I have to wear both hats at my real-life job. So, what is my take on this? Of course, blaming myself for choosing the wrong version is a no-go. When evaluating a library before using it in my projects, I try to look at its history and API-stability. APIs that change often speak about immature libraries which are still trying to get the right way to implement their functionality; just-started projects might be great and revolutionary, but they do not yet show any kind of long-term committment... And can lead (and have often led me) to painful rewrites when the Next Big Thing is reached.
As for the users: Even if your favorite language has the best and friendliest distribution method, users just do not care about what language was a particular piece of software implemented in. Users want to be able to install and uninstall with their system's usual tools. Directly using Gems, CPAN, PEAR and whatnot is just unnatural for users, however convenient they are for developers. Distributions offer a non-technical advantage in this regard as well: A human filter. As an example, as I write this there are 19392 Ruby Gems and 19092 Perl modules in CPAN (note that CPAN stores some older versions but discourages authors from keeping too many - So no, they are still very different in size). Debian has around 30,000 packages. Why is that? Because all Debian packages _must_ be human-generated, human-reviewed, human-submitted. This means, a person must think each packaged piece of code is worth packaging, is stable enough and provides value to users as it is, and is fit for being part of a stable release. I am not saying with this that 90% of CPAN and Gems are crap — I am saying that they are probably early implementations, to be installed, tested and improved by developers, and still not apt for general public use. Or maybe not interesting enough to be packaged as a service for the non-techie public at large.
Oh, and one last point: Ruby is not a new language anymore. It is a mature, powerful language with different implementations, every time more stable... But it is a language deeply affected by the (not so new anymore either) the appearance of Rails. Why do I say this? Because although the language is in no way tied to Web development, many of its strongest uses are Web-oriented. How does this affect the current discussion? Well, because many people argue that users are no longer needed to install the software. Web systems are installed by sysadmins and used via a Web browser, and sysadmins are expected be more skilled than casual users. Still, in Debian (and in other distributions, surely) we try to make sysadmin's lives simpler — I have (again, talking out of personal experience) installed several webapps (and system tools, and whatnot) for which I never followed any instructions besides aptitude install foo — Using different languages, frameworks, and so on. Can I troubleshoot their installs? Probably, as there is a common logic for how the distribution I have chosen and specialized in works. Can I find causes for bugs in them? Possibly, although there are some languages and frameworks I dare not touch. Can I get help on getting them out of a tight spot? Surely, as there is a central bug tracking system for my distribution — And one of the maintainer's tasks is to separate the problems related to the distribution (packaging, installing, simple user questions and misconceptions) to those derived from real bugs upstream.

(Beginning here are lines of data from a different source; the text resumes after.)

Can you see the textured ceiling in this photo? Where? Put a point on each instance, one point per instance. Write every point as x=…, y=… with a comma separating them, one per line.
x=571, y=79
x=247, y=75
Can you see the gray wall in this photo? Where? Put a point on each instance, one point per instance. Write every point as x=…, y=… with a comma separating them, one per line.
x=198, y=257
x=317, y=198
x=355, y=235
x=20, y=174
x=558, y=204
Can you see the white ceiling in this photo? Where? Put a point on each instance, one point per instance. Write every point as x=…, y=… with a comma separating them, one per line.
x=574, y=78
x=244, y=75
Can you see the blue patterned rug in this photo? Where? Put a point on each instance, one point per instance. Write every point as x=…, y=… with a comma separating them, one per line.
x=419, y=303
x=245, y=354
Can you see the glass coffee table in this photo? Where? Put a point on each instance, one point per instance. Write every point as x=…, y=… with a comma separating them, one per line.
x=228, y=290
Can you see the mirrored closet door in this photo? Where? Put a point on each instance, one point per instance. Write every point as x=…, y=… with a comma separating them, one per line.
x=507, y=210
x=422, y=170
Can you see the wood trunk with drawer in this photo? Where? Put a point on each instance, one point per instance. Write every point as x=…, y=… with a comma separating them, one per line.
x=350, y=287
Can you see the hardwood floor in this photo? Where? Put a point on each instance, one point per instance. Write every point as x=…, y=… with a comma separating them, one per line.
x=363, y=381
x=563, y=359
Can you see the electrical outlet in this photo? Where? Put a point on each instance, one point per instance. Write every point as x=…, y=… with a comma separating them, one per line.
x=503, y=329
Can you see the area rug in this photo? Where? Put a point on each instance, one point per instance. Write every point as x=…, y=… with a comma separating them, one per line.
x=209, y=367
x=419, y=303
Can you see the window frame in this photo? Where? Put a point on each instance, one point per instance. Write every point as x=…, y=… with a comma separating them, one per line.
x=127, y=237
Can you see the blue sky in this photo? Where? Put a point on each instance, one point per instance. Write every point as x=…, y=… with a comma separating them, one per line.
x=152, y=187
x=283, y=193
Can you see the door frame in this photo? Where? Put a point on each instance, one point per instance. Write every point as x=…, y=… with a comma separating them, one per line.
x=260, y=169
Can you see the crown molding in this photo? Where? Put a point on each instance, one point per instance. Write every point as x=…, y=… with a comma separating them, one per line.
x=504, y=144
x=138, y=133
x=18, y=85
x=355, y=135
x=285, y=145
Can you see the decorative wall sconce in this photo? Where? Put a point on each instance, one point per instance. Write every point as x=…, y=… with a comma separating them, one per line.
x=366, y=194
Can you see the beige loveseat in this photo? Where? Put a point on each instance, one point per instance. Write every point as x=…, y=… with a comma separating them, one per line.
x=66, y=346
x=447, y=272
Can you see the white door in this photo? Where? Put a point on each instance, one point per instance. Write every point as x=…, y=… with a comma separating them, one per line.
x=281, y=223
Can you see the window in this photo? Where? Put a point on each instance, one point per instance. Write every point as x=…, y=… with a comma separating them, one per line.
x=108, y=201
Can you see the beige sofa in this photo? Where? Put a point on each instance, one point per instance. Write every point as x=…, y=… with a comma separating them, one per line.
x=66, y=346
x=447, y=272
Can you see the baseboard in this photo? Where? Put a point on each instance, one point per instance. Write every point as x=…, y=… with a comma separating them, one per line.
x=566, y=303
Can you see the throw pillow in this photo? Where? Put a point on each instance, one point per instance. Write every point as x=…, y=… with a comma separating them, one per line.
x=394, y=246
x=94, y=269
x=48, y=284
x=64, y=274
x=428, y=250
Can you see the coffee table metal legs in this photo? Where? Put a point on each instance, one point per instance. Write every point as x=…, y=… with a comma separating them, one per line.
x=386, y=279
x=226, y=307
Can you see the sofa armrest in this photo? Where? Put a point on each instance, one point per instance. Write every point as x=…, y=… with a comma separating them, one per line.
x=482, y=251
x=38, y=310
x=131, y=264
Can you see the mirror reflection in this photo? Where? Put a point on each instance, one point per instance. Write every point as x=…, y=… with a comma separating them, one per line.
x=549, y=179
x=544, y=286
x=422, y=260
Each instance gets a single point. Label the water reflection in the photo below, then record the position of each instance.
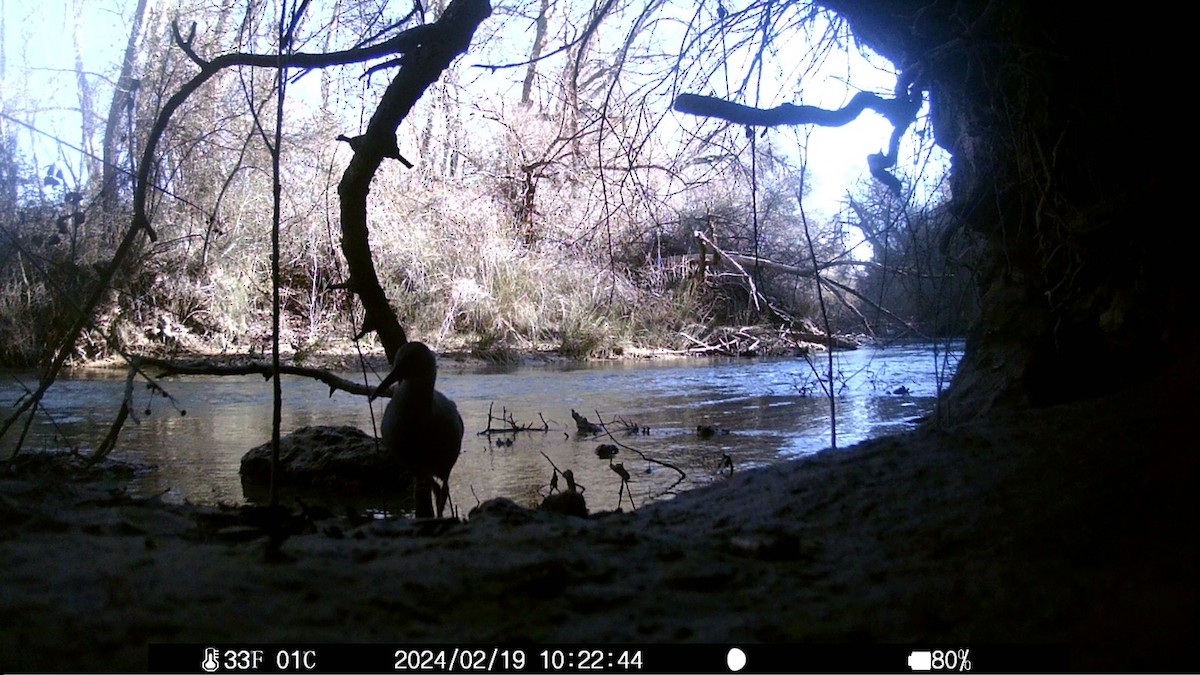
(773, 407)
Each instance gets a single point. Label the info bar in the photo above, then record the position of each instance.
(598, 659)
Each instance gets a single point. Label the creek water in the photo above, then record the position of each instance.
(763, 410)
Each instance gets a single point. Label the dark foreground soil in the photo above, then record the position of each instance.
(1071, 525)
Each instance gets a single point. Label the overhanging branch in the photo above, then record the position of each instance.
(900, 111)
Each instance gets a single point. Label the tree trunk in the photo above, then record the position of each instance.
(447, 40)
(118, 109)
(1057, 166)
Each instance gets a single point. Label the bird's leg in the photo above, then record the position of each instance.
(443, 493)
(425, 489)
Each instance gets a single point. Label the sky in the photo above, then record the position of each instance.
(39, 69)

Anyway — I am not saying that our way is the best way. No, by a long shot. Again, developers should have an easy, convenient way for installing whatever they want to play with. And to publish it without jumping through hoops. With this post, I'm only trying to express –again– why Debian works the way it does. And hope for better cooperation in the future.
And as for several comments of what I read in Lucas' post, I think that there is interest for this synergy among some of the most committed Ruby people.